BBC yapımı John le Carré uyarlaması “The Night Manager”, ilk dört bölümüyle büyük beğeni kazandı. Nasıl kazanmasın ki? Geleceğin Bond’u olarak adı geçen Tom Hiddleton ile Hugh Laurie, adeta döktürüyor. John le Carré de kitabıyla dizi senaryosu arasında önemli değişiklikler olsa da hayatından memnun. Daha n’olsun?
Körfez Savaşı’nın başladığı kasvetli gece çok özel bir ziyaretçi; Bay Richard Onslow Roper (Laurie’den başkası değil), Zürih’te lüks bir otele girer. Gece müdürü eski asker Jonathan Pine (Tom Hiddleton), Kahire’deyken sevdiği kadını insafına bırakmak zorunda kaldığı bu silah tüccarını anında tanır. İngiliz Gizli Servisi, eğittiği Pine’ı Roper’ın peşinde karanlık bir yolculuğa zorlar ve olaylar gelişir.
Laurie ve Hiddleton döktürüyor
Bu sitede 2016’nın yeni polisiye ve suç dramalarını tanıtırken yer vermiştik “The Night Manager”a. Kitabın konusu basitçe böyle. Casusluk romanı janrının büyük ustası John le Carré’in, “Soğuk Savaş” sonrası yazdığı ilk romandan (1993’te piyasaya çıkmıştı) uyarlanan mini dizinin yayın tarihi belli değilmiş haberi yazdığımızda. Neredeyse tamamlanmak üzere ve büyük sükse yapmış durumda. Hatta altı bölümden oluşan “The Night Manager”ın uzatılması talepleri de yüksek sesle dillendirilmeye başlandı bir süredir. Dizi uzar mı uzamaz mı bilemeyiz ama şu ana kadar yaptığı iş azımsanacak gibi değil. Başrolleri paylaşan usta aktör Hugh Laurie ile Tom Hiddleton, heyecan dozu hiç düşmeyen yapımda yaydıkları enerji ve pırıltılarıyla göz dolduruyor.
John Le Carré, hayatından memnun
Kitapta erkek olarak anlatılan Casus Burr karakteriyse dizide kadın ve Olivia Colman tarafından canlandırılıyor.
Yukarıda değindik: Diziyle kitap arasında bariz değişiklikler var. Biri bu, diğeri de olayların Körfez Savaşı döneminde değil 2011’de, Arap Baharı’nda geçmesi.
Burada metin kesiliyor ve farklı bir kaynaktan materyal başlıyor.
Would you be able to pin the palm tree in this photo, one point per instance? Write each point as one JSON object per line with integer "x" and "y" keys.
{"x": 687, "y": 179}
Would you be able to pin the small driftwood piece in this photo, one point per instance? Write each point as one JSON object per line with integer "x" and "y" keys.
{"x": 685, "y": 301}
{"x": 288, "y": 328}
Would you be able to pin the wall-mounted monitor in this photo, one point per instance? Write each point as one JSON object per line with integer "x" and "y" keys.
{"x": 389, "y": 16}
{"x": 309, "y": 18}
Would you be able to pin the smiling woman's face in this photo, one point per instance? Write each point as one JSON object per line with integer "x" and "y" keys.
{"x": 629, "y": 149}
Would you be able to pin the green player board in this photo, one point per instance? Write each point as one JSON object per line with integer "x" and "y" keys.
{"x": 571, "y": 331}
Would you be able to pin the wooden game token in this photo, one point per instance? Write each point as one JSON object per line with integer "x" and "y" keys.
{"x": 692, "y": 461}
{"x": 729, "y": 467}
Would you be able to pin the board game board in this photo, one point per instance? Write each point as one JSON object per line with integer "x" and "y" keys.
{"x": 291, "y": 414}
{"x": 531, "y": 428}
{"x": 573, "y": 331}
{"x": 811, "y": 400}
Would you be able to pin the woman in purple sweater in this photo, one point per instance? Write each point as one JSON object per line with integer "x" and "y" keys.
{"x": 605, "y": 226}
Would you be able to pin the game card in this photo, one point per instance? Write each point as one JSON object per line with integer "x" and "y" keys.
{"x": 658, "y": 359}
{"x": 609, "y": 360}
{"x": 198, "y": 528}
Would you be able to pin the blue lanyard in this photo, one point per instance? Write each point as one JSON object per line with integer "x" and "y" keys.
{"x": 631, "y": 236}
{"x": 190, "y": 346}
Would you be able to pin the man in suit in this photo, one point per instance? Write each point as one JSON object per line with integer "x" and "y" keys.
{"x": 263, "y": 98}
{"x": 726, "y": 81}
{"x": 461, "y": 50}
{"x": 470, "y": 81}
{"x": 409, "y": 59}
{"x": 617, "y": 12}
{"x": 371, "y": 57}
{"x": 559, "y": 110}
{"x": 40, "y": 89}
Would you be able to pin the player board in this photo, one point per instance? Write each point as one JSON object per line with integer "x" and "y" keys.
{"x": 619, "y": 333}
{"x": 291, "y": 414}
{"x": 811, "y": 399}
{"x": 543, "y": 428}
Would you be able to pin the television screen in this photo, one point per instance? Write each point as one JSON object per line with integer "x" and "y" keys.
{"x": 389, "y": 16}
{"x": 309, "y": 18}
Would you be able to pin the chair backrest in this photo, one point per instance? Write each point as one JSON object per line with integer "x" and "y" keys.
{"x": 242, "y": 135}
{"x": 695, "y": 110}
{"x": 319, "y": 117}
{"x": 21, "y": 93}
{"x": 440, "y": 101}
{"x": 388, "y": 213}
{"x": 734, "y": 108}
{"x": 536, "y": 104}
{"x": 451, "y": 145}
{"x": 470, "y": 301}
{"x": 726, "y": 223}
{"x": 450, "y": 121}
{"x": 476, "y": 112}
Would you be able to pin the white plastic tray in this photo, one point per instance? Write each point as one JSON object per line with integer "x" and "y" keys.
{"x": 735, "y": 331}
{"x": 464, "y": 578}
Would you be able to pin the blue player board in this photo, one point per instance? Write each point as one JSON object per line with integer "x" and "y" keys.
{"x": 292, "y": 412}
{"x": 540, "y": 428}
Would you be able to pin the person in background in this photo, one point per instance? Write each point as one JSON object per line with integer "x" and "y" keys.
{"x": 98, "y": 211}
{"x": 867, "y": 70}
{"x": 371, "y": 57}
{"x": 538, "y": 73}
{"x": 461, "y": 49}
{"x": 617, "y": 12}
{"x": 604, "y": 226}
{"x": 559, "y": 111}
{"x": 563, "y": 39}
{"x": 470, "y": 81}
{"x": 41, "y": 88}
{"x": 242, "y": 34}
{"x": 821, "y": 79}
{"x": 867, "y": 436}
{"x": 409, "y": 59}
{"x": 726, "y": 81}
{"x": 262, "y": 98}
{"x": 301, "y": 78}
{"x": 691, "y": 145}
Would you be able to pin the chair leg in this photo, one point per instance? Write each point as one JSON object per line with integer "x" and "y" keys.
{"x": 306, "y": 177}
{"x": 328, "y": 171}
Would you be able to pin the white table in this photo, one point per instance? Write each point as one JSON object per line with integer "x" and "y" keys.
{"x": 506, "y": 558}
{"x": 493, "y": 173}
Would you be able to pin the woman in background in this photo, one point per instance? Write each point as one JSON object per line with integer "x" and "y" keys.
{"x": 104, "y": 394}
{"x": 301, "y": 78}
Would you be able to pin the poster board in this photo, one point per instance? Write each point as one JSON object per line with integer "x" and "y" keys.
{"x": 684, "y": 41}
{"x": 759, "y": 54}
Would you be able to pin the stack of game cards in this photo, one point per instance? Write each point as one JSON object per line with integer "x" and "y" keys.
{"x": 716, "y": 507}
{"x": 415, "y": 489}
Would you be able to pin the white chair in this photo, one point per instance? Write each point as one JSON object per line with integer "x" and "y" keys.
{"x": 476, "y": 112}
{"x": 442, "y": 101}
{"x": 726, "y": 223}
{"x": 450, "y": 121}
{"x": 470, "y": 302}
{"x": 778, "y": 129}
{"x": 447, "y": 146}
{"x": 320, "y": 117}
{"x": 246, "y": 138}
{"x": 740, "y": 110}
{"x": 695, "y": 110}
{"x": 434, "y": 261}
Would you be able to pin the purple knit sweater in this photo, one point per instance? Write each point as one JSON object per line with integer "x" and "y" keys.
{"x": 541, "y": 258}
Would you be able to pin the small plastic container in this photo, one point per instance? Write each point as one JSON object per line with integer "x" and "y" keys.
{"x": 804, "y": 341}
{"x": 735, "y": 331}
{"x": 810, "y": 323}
Bugüne kadar yaklaşık 15 eseri sinema ve televizyona uyarlanan John Le Carré’in bu yapımların çoğundan hoşnut kalmadığı biliniyor. Bu önemli değişiklikler hakkında 84 yaşını süren usta ne mi düşünüyor dersiniz? Şaşırtıcı biçimde John Le Carré, romanının uyarlamasını hiç de kötü bulmadığını söylüyor. “Kitabımı tamamen değiştirmişler ama işe yaramış” diye de ekliyor hatta.
Nereden nereye
Durumdan hoşnut olan sadece John Le Carré değil. “House” dizisiyle gönüllerde taht kuran Hugh Laurie de çok memnun hayatından. 13 yıl sonra ilk kez bir İngiliz yapımında boy göstepisoded_221b aktör, zamanında kitabın haklarını satın almaya çalıştığını ama başarılı olamadığından bahsediyor. Büyük bir John Le Carré hayranı olduğunu vurgulayan İngiliz oyuncu, o zaman kahramanı, yani Pine rolünü canlandırmak istediğini de gizlemiyor. Laurie, “Kibirli bir şekilde Jonathan Pine karakterini oynamayı istemiştim. Şimdi arkama yaslanıp Tom’un bu rolde ne kadar harika bir iş çıkardığını seyrediyorum” diyor. Kıskançlık yok, zaten dünyanın en kötü adamlarından biri, silah tüccarı Richard Onslow Roper’ı oynamak Laurie’ye çok iyi gelmiş. Hatta biraz ileri giderek rolünün içine daha iyi girebilmek adına gerçek silah tüccarlarıyla tanışmak istemiş. Dizinin avukatları bu talebi geri çevirmiş haliyle.
Hayatı film oluyor
Bu kadar John Le Carré’den bahsettik. Onunla ilgili de önemli bir haber verelim kapatırken: İngiliz yazarın hayatı, yakın zamanda sinemaya aktarılıyor. 2015 tarihli “John le Carré: The Biography”nin yazarı Adam Sisman, biyografisinin film haklarının satıldığını açıkladı. Kitap, usta yazarın babasıyla kötü ilişkilerinden İngiliz İstihbarat Teşkilatı’na katılma sürecine kadar John Le Carré’in ilginç ve renkli yaşamına dair önemli ipuçları veriyor.